In Bali gab er den Umweltaktivisten, zurück in Deutschland hat sich Sigmar Gabriel zum Cheflobbisten der heimischen Automobilindustrie gewandelt. Ihre mögliche Abwanderung in Schwellenländer kann er jetzt der Androhung der EU-Komission, hohe CO2-Emissionen zu bestrafen, anlasten.
Noch in Bali bei der Klimakonferenz konnte es Sigmar Gabriel nicht verbindlich genug haben. Mit einigem Furor griff er die Bremser an, die klare Minderungsziele beim Treibhausgas blockierten. Kaum zu Hause, bekommt der Bundesumweltminister nun eine Verbindlichkeit um die Ohren gehauen, die ihm die Zornesröte ins Gesicht treibt. Hinter den Vorschlägen der EU-Kommission für Strafzahlungen, die die Autohersteller bei zu hohem CO2-Ausstoß zahlen sollen, wittert er nur noch „einen Wettbewerbskrieg“ in der Autobranche zugunsten der italienischen und französischen Autohersteller, zulasten der Deutschen.

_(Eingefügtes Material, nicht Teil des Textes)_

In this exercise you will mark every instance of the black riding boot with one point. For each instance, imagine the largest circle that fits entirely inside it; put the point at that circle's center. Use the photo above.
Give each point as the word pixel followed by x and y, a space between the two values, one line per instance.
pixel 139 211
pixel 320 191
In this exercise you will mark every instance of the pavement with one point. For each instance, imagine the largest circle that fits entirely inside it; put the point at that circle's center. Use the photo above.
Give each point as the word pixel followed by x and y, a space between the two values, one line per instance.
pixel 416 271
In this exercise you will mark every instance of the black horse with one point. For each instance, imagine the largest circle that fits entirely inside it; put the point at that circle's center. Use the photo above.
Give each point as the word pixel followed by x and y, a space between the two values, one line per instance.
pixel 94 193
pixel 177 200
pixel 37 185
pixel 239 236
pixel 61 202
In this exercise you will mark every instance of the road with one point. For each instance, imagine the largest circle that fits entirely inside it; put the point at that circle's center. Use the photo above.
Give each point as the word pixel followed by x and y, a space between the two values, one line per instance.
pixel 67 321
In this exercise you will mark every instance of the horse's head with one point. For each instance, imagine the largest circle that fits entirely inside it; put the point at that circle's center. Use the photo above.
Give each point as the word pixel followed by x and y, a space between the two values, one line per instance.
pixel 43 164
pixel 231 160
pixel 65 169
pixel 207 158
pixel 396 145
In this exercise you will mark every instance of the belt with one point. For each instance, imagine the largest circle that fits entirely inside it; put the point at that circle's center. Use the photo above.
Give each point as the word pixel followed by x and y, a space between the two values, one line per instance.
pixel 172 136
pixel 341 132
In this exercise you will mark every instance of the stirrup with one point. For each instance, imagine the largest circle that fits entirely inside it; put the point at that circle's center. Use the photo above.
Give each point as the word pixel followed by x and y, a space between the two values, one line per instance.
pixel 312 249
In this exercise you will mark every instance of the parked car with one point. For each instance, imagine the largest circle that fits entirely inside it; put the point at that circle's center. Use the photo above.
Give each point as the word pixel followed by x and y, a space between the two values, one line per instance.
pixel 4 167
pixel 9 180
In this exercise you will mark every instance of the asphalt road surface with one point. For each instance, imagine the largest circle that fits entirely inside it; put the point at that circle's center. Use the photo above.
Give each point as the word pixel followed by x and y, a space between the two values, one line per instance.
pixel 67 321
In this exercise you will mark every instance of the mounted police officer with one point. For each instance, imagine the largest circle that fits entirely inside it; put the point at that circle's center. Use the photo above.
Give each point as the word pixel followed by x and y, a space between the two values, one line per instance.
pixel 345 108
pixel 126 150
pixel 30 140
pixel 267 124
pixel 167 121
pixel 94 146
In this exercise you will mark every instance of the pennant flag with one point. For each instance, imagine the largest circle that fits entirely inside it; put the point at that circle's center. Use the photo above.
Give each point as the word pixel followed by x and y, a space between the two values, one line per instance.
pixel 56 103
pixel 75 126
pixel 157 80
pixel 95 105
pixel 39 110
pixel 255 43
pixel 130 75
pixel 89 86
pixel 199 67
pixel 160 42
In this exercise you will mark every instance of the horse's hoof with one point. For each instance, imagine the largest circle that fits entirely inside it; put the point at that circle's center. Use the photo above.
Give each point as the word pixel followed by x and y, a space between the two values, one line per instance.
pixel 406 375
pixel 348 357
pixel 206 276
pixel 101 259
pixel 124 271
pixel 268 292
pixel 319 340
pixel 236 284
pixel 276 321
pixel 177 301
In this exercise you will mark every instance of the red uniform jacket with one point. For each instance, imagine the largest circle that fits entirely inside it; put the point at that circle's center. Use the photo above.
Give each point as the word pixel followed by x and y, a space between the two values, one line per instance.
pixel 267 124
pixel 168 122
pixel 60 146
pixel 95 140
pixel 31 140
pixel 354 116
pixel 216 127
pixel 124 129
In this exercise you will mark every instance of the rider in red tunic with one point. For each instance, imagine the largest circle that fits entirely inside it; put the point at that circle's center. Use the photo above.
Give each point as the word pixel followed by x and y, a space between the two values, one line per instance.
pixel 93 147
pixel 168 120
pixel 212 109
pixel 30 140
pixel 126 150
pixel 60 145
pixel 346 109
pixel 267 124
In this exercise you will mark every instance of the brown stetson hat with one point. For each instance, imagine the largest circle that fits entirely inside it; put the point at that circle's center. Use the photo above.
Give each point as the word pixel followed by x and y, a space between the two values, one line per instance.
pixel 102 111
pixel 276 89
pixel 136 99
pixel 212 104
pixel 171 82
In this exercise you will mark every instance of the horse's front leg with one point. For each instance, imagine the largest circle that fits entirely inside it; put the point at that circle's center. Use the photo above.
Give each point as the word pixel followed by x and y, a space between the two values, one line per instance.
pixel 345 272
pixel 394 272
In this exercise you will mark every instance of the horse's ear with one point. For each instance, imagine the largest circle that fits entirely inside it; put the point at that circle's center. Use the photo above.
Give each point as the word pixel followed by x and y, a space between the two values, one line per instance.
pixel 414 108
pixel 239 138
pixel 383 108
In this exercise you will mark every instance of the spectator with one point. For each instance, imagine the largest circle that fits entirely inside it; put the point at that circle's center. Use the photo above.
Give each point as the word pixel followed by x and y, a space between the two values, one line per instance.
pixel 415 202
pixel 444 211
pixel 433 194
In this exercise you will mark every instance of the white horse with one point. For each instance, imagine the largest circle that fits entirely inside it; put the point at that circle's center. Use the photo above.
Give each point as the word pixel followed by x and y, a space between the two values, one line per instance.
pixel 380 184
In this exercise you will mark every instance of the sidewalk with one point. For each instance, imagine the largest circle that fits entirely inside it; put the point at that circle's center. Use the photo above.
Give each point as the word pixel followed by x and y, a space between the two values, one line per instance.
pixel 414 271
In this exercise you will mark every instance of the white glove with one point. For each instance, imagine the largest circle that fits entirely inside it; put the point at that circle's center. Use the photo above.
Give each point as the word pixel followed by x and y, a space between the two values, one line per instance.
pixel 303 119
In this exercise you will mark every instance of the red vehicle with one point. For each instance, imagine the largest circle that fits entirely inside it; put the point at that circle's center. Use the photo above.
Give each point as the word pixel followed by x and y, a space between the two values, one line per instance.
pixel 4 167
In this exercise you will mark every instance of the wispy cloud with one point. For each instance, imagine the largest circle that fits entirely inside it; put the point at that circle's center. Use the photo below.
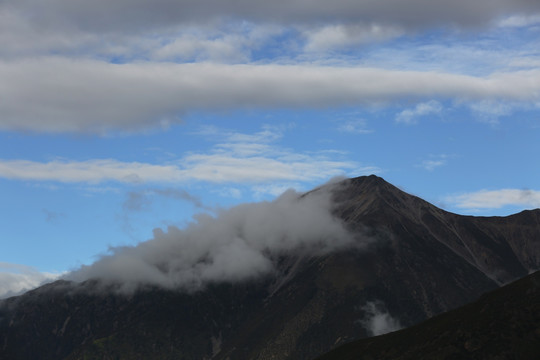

Es mag so sein. Gabriels harte Reaktion zeigt aber auch eines: Der Regierung des Klima-Musterknaben Deutschland dürfte langsam dämmern, dass die eigenen, immer schärferen Vorgaben beim Klimaschutz eben doch einschneidende Konsequenzen haben können. Die deutsche Autoindustrie zählt schließlich zu den bedeutendsten Wachstumsmotoren des Landes. In bestimmten Segmenten, den „Spritfressern“, erfreut sie sich überwiegender Weltmarktanteile. Anteilsmäßig schlagen sie – und ihre Emissionen – nur geringfügig zu Buche, der Kampf gegen sie als Hauptfeind ist also eher symbolischer Natur. Doch der Klimaschutz lebt nun einmal von symbolischen Waffen, vom Eisbären bis „Fünf Minuten Licht aus“.
Gabriel und Merkel können vielleicht froh sein, dass nicht sie selbst es sind, sondern die ferne EU-Kommission, die im Namen des Klimas die Freude der Deutschen am Auto trübt – mit der Konsequenz auch von Arbeitsplatzverlusten und langsamerem Wachstum. Es wäre aber blauäugig anzunehmen, dass die hohen Minderungsziele, wenn sie umgesetzt werden, keine Verwerfungen im Konkurrenzgefüge mit sich bringen würden. Dies vor allem, wenn energieintensive Industrien bei den erwartbaren Preissteigerungen in Schwellenländer ohne Minderungsziele abwandern. Aber vielleicht übernimmt diese konkrete Arbeit wieder die EU, und Gabriel kann weiter seine Minderungsziele erhöhen. Verbindlich, versteht sich.